Clinical settings and client assignments need to be carefully selected to minimize unnecessary blocks to effective learning. Clients associated with community agencies (like VNAs and home health agencies) and long-term care facilities usually exercise considerable personal control over themselves and their environment. Nursing care, in both types of settings, is often less intense and delivered at a slower pace. Consequently, the student can have extended time and repeated contact with the client, and share greater control over the nursing assessment, care planning, implementation, and evaluation process.

Environmental factors in community settings, like the family and limited resources, tend to complicate client health problems and their solutions. The complexity of such problems, however, should not present the beginning student with major stumbling blocks to learning. On the contrary, the complexity of community client situations can be a basic reason for choosing the setting as the place to introduce students to practical application of the nursing process. When cared for in their own home environment, clients and their situations force students to share responsibility for, and control over, care planning and implementation. In these settings, students' ability to provide individualized care will largely depend on their willingness to collaborate with the client at each phase of the nursing process.

Conclusion

The role nursing education plays in students' failure to use the client and nursing process more effectively in order to provide individualized quality care remains unclear. What is clear is baccalaureate education's claim to equip its graduates with the ability to: 1) assess health status and health potential: plan, implement, and evaluate nursing care in concert with clients; 2) use theoretical and empirical knowledge as a source for making nursing practice decisions; 3) use decision-making theories in determining care plans, designs or interventions for achieving comprehensive nursing goals; and 4) provide clients with care that is culturally acceptable (National League for Nursing, Pub. No. 15-1319).
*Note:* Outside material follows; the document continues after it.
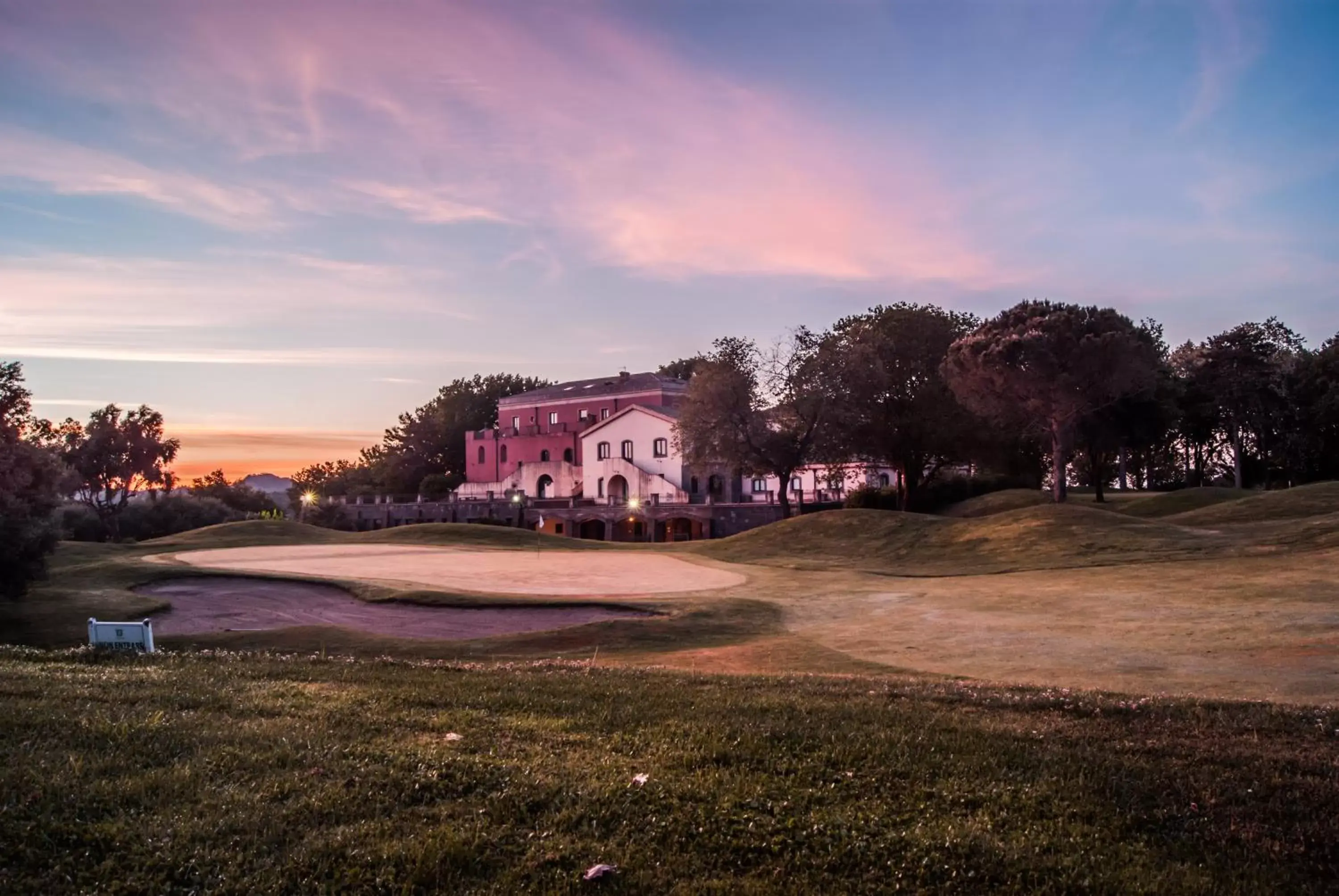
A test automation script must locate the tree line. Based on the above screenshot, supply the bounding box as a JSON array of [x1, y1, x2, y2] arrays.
[[0, 301, 1339, 595], [675, 301, 1339, 514], [0, 361, 283, 597]]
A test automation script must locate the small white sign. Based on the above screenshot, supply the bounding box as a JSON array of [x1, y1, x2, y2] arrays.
[[88, 618, 154, 654]]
Therefore, baccalaureate nursing educators must be willing to forsake longstanding tradition, and to move away from use of the hospital toward greater use of the community setting as the initial clinical learning site for beginning students. Clinical faculty must insist that students who are allowed to carry out unplanned technical skills precede their actions with a systematic theory-based process that includes the client. Students should be required to identify the rationale for the procedure and its potential impact on the client; to explain the procedure to the client; and to allow the client to control timing and implementation of the technique. Finally, faculty must recognize, value, and emphasize in their teaching, the significant role the client plays in enabling the nurse to provide individualized, quality care. Students must understand that while nurses bring professional expertise to the client situation, it is the client who best determines how that expertise can and should be used in helping them address their concerns.

References

  • National League for Nursing. Characteristics of baccalaureate education in nursing. Pub. No. 15-1319.
  • Rogers, M. E. ( 1977 I. The theoretical basis of nursing. Chap. 11, pp. 83-88. Philadelphia: FA Davis.
  • Doona, M. E. (1979). Travelbee's intervention in psychiatric nursing (2nd ed.). Chap. 5, pp. 137-160. Philadelphia: FA Davis.
  • Yura. H. & Walsh, M.B. (1984). The nursing process (4th ed.). Chap. 1-3, pp. 1-183. East Norwalk. Connecticut: Appleton Century-Crofts.